A better understanding of the pathogenesis of rheumatoid arthritis (RA) has led to a number of new therapeutic possibilities. The clinical introduction of such novel pharmaceutical molecules is usually delayed because of difficulty in assessing their in vivo potential. Furthermore there is considerable wastage in early development as phase I and II studies do not formally assess true disease modification, concentrating instead on symptomatic efficacy and toxicity. The availability of targeted therapies, such as blockade of TNF, highlight the inadequacy of such an approach.
The rapid advances in imaging techniques have revolutionised the possibilities for drug development. The modalities include small needle arthroscopy with synovial biopsy, dynamic enhanced high-field magnetic resonance imaging (MRI), fan-beam dual energy X-ray absorptionometry (DXA) and high resolution ultrasound (HRUS). Instead of large numbers of patients being studied using insensitive end points, proof of concept/mode of action studies undertake intensive investigation of highly selected patients, using predetermined end points usually involving the primary target organ.

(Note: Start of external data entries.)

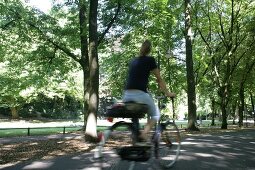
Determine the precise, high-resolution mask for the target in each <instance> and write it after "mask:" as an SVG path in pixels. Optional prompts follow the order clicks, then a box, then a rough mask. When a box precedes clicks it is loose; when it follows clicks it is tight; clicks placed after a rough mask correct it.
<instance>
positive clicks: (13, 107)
mask: <svg viewBox="0 0 255 170" xmlns="http://www.w3.org/2000/svg"><path fill="white" fill-rule="evenodd" d="M11 114H12V119H18V118H19V114H18V110H17V108H16V107H11Z"/></svg>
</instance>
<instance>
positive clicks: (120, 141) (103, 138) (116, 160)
mask: <svg viewBox="0 0 255 170" xmlns="http://www.w3.org/2000/svg"><path fill="white" fill-rule="evenodd" d="M132 135H133V133H132V127H131V124H130V123H127V122H117V123H115V124H114V125H113V126H112V127H110V128H109V129H108V130H106V131H105V132H104V133H103V138H102V140H101V142H100V144H99V146H98V149H99V150H101V151H100V158H101V169H123V168H121V167H125V168H126V167H127V166H129V162H128V161H122V159H121V158H120V156H119V152H120V149H121V148H122V147H131V146H133V136H132ZM125 168H124V169H125Z"/></svg>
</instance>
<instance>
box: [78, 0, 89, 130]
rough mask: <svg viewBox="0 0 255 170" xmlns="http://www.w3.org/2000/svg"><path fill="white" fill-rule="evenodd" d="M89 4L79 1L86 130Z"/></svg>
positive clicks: (87, 81) (84, 119)
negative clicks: (88, 16)
mask: <svg viewBox="0 0 255 170" xmlns="http://www.w3.org/2000/svg"><path fill="white" fill-rule="evenodd" d="M87 20H88V18H87V4H86V0H80V1H79V22H80V23H79V24H80V42H81V59H80V61H79V63H80V65H81V67H82V71H83V115H84V129H86V122H87V117H88V115H87V111H88V96H89V93H88V89H89V88H88V87H89V56H88V41H87V39H88V35H87V30H88V29H87Z"/></svg>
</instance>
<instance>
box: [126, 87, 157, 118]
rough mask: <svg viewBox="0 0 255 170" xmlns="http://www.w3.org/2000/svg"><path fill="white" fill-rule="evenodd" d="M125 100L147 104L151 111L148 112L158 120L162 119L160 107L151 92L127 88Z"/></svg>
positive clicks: (150, 114)
mask: <svg viewBox="0 0 255 170" xmlns="http://www.w3.org/2000/svg"><path fill="white" fill-rule="evenodd" d="M122 100H123V102H128V101H134V102H137V103H143V104H147V105H148V108H149V111H148V114H149V116H150V117H151V119H153V120H156V121H158V120H159V119H160V111H159V108H158V107H157V106H156V105H155V103H154V101H153V98H152V97H151V95H150V94H148V93H146V92H144V91H142V90H133V89H132V90H125V91H124V95H123V99H122Z"/></svg>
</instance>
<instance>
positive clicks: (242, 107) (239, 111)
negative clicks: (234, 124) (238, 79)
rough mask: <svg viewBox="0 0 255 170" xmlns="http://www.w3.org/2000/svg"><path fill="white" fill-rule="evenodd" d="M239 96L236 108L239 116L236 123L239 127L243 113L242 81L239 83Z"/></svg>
mask: <svg viewBox="0 0 255 170" xmlns="http://www.w3.org/2000/svg"><path fill="white" fill-rule="evenodd" d="M239 98H240V104H239V109H238V116H239V121H238V125H239V127H242V126H243V113H244V84H243V83H240V89H239Z"/></svg>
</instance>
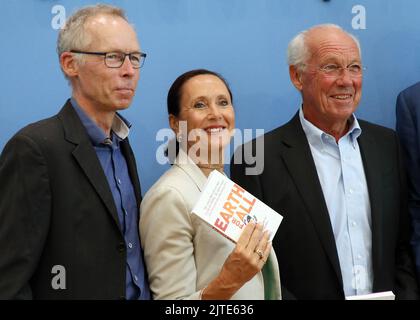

Multidimentional imaging studies have been undertaken to directly examine novel therapies, which include intra-articular anti-CD4, combination monoclonal antibodies, stem-cell transplantation, and comparisons of novel pharmaceutical agents, eg, the direct effect of corticosteroids on the synovium. These studies, which are scored in a blinded fashion, have shown significant changes in small numbers of patients. Depending on the type of disease, the imaging can focus on either the synovium (knee) or the synovial/bone interface (hand). The value of individual techniques will be discussed and a developmental plan for therapies in arthritic disease proposed.